I feel this hard. Why have I been sitting with this ick feeling and saying nothing when I’ve definitely shouted loud about transphobic and racist lines in books, in student writing, and in other spaces I’m a part of. No more.
This post is already so long so I’m going to pause here. I’ll have to do a part 2 that breaks down some of the ways I’m seeing authors of all sizes grapple with size and weight and eating disorders on the page in exciting, vital and nuanced ways.
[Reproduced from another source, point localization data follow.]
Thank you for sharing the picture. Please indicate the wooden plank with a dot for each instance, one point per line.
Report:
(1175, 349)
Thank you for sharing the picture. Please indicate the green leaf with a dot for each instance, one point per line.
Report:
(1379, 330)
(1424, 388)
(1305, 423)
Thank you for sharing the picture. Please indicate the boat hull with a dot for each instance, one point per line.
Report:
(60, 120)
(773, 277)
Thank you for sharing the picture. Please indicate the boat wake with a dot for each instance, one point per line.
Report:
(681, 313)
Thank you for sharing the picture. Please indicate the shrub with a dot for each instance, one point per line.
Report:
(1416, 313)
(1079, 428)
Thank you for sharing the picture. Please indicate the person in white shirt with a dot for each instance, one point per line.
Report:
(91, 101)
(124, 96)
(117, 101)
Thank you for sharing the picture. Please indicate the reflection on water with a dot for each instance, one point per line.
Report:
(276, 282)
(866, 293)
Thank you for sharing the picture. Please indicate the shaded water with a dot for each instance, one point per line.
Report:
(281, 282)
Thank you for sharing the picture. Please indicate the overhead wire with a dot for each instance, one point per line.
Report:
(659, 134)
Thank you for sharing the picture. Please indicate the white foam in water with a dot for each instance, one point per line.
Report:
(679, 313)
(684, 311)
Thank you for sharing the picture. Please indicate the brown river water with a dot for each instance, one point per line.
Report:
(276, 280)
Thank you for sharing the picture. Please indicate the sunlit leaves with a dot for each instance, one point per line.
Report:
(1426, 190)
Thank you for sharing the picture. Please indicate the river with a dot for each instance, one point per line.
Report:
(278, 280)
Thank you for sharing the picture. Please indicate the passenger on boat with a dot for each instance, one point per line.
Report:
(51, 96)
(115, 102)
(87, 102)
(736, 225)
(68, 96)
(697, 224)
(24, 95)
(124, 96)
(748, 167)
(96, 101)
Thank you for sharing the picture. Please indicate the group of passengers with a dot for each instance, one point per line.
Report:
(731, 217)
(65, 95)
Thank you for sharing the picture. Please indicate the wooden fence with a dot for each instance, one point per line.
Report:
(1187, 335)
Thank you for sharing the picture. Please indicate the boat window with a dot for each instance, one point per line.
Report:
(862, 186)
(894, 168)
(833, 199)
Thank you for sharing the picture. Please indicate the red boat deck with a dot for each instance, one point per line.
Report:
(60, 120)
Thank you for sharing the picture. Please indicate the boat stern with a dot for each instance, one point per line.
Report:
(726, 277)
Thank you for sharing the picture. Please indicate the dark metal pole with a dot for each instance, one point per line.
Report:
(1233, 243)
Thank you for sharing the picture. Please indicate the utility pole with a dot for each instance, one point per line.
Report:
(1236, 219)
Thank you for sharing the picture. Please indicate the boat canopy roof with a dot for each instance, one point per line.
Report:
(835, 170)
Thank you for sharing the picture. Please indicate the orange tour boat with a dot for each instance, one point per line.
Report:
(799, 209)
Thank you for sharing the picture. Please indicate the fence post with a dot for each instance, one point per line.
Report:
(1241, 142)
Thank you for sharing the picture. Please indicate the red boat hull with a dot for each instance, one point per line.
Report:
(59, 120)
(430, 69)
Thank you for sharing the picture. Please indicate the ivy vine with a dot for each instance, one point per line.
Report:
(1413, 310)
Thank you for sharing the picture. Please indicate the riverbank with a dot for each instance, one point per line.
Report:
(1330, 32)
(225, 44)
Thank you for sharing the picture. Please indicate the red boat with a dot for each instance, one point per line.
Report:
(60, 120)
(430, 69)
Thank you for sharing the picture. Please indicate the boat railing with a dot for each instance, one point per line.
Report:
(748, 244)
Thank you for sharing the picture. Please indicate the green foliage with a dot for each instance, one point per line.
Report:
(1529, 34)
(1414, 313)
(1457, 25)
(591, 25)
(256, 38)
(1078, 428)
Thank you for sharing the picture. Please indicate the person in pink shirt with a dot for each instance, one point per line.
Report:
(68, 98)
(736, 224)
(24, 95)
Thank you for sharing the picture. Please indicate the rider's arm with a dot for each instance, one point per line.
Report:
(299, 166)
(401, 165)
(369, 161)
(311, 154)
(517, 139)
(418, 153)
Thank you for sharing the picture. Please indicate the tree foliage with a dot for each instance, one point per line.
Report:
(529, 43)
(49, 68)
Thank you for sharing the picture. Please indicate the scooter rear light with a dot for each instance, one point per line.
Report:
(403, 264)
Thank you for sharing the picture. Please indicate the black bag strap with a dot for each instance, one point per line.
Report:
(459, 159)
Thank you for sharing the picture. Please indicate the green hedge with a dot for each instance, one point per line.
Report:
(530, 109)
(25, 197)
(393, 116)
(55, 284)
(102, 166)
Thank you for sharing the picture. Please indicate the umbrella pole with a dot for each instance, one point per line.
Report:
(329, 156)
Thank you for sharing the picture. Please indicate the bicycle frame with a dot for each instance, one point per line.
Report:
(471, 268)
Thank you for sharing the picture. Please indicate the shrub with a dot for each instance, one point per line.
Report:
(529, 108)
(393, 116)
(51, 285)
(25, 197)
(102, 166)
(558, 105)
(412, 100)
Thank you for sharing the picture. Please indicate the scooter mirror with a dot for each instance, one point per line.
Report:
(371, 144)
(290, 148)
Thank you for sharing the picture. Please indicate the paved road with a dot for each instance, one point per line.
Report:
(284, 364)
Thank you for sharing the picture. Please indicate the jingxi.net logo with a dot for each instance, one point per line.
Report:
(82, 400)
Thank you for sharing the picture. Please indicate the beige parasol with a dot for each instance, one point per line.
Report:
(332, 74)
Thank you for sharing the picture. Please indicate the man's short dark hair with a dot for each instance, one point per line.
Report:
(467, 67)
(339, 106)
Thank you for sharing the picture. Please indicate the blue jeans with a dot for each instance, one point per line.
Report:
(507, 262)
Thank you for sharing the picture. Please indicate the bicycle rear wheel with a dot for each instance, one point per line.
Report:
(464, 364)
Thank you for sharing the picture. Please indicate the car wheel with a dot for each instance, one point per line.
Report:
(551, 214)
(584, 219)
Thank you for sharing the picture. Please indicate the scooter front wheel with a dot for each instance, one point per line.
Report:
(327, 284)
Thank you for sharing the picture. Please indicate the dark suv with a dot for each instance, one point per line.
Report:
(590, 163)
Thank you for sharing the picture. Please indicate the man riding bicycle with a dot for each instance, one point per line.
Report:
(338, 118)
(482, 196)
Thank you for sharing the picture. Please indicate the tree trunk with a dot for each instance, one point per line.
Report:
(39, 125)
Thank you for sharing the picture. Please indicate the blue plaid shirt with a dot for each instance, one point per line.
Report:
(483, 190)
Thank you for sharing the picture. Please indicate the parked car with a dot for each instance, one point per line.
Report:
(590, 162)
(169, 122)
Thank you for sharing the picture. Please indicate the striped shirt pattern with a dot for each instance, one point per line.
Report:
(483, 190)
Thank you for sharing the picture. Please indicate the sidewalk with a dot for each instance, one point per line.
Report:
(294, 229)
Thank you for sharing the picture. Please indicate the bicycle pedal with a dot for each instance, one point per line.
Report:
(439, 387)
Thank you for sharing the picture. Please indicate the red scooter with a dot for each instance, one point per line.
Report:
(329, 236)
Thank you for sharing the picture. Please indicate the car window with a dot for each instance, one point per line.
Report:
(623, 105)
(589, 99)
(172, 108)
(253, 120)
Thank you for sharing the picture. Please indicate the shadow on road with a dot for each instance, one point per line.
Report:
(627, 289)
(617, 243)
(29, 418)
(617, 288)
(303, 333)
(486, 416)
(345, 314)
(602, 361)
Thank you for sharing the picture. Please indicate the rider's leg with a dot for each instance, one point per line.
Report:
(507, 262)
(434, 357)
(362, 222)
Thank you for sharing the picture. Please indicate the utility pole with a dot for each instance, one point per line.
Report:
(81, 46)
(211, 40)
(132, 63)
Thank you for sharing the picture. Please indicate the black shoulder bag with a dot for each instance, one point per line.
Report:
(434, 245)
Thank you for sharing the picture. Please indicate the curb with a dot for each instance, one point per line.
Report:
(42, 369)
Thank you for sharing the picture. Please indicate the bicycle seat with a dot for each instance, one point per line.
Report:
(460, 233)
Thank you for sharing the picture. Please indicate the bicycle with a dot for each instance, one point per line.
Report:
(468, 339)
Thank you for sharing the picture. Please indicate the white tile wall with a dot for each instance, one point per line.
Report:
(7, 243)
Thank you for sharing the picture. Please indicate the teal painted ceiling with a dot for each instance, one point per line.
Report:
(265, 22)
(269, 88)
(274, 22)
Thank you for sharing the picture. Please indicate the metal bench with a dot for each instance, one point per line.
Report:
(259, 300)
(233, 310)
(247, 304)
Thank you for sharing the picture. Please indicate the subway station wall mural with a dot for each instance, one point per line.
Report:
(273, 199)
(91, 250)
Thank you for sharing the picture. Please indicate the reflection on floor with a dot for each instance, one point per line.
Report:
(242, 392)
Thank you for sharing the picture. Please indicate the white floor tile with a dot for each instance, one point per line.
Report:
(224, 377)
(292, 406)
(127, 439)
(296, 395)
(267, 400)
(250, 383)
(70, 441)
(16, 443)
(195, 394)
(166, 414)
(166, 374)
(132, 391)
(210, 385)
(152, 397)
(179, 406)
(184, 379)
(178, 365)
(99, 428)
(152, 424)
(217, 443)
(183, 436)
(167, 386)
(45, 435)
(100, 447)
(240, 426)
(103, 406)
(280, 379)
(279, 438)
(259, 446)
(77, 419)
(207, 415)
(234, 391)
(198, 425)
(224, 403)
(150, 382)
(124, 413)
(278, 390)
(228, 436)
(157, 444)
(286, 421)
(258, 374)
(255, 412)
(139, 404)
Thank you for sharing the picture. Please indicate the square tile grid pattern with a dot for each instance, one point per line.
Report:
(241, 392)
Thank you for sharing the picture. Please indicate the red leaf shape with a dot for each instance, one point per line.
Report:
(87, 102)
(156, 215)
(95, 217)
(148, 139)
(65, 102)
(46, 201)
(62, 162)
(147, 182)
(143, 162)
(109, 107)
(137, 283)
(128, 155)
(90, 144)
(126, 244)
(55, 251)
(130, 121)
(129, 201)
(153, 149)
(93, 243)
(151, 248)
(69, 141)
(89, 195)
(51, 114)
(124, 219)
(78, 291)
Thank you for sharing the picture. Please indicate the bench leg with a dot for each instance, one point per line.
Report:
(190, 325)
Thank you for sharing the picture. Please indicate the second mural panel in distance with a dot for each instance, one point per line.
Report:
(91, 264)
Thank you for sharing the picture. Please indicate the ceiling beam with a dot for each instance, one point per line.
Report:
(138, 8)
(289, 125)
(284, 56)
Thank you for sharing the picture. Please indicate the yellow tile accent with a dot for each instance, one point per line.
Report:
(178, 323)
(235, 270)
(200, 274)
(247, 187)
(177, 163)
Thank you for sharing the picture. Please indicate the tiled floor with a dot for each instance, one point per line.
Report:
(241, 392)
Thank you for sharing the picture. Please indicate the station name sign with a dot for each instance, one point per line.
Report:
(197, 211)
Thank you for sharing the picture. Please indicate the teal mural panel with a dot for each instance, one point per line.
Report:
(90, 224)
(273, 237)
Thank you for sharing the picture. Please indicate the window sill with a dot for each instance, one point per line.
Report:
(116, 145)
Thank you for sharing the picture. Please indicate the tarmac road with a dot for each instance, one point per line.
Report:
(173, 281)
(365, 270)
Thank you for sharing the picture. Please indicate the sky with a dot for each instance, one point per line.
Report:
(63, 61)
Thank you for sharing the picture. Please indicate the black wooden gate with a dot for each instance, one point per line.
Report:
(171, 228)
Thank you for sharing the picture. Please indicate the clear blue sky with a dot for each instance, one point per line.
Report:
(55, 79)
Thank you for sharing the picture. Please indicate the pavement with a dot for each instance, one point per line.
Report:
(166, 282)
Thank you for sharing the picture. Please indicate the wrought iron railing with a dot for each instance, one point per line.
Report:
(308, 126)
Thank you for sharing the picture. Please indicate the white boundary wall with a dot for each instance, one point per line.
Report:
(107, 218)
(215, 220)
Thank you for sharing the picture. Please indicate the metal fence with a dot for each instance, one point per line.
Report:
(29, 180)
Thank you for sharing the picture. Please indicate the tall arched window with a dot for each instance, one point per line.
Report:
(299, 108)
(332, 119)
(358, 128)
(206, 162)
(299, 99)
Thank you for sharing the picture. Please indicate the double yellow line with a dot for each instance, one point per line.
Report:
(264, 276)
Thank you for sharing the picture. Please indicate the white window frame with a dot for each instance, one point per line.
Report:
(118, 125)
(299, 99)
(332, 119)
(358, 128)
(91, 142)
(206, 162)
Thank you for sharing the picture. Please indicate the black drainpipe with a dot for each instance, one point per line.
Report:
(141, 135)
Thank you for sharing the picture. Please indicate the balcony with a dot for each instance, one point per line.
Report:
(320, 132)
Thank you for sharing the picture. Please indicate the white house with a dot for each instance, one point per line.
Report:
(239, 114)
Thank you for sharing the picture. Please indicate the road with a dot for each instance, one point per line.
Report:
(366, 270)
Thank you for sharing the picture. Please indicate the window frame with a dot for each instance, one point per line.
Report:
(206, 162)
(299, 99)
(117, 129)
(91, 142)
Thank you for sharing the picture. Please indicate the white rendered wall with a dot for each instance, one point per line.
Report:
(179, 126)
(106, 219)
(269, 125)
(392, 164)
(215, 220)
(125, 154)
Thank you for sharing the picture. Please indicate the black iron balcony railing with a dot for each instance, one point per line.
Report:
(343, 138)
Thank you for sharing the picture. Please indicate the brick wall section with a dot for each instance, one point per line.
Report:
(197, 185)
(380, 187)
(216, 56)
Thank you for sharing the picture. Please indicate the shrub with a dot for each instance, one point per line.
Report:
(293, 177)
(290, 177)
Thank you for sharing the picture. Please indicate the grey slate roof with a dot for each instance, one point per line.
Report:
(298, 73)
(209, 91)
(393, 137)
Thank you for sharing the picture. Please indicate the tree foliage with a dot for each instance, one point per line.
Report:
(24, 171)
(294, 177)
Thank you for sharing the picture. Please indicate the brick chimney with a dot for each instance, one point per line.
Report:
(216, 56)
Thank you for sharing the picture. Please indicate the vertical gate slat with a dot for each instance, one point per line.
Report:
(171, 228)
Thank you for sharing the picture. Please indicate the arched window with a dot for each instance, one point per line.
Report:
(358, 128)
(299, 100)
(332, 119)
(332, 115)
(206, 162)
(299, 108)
In other words, this was the what NOT to do post, and I’ll get to work on the what TO do post. And if you want more of me on literary trends that I think are problematic, check out my recent article in Lux Magazine (now unpaywalled!) on “The Unhinged Bisexual Novel” in which I talk through my complicated feelings about two novels — Jen Beagin’s Big Swiss and Melissa Broder’s Milk Fed.
xoxo, go eat some ice cream!
Emma

















Thank you for this, Emma! It's necessary reading for creative writing classrooms too. I frequently come across fatphobic characterizations in early drafts, and when it's pointed out, students always get it right away and are swift to change. But how easily those things would slip by without active intervention! Another thing I notice is how almost universally, writing students write thin protagonists, regardless of their own bodies. I want to pair this essay with Tressie McMillan Cottom's "In the Name of Beauty" to get emerging writers to think about how they (we all) subconsciously replicate dominant structures of power in our characters' bodies, both negative and positive.
Thank you! Thank you! I've been reviewing books over at readingwhilefat.com with an eye to the anti-fat bias they show for a couple of years now. It is EVERYWHERE.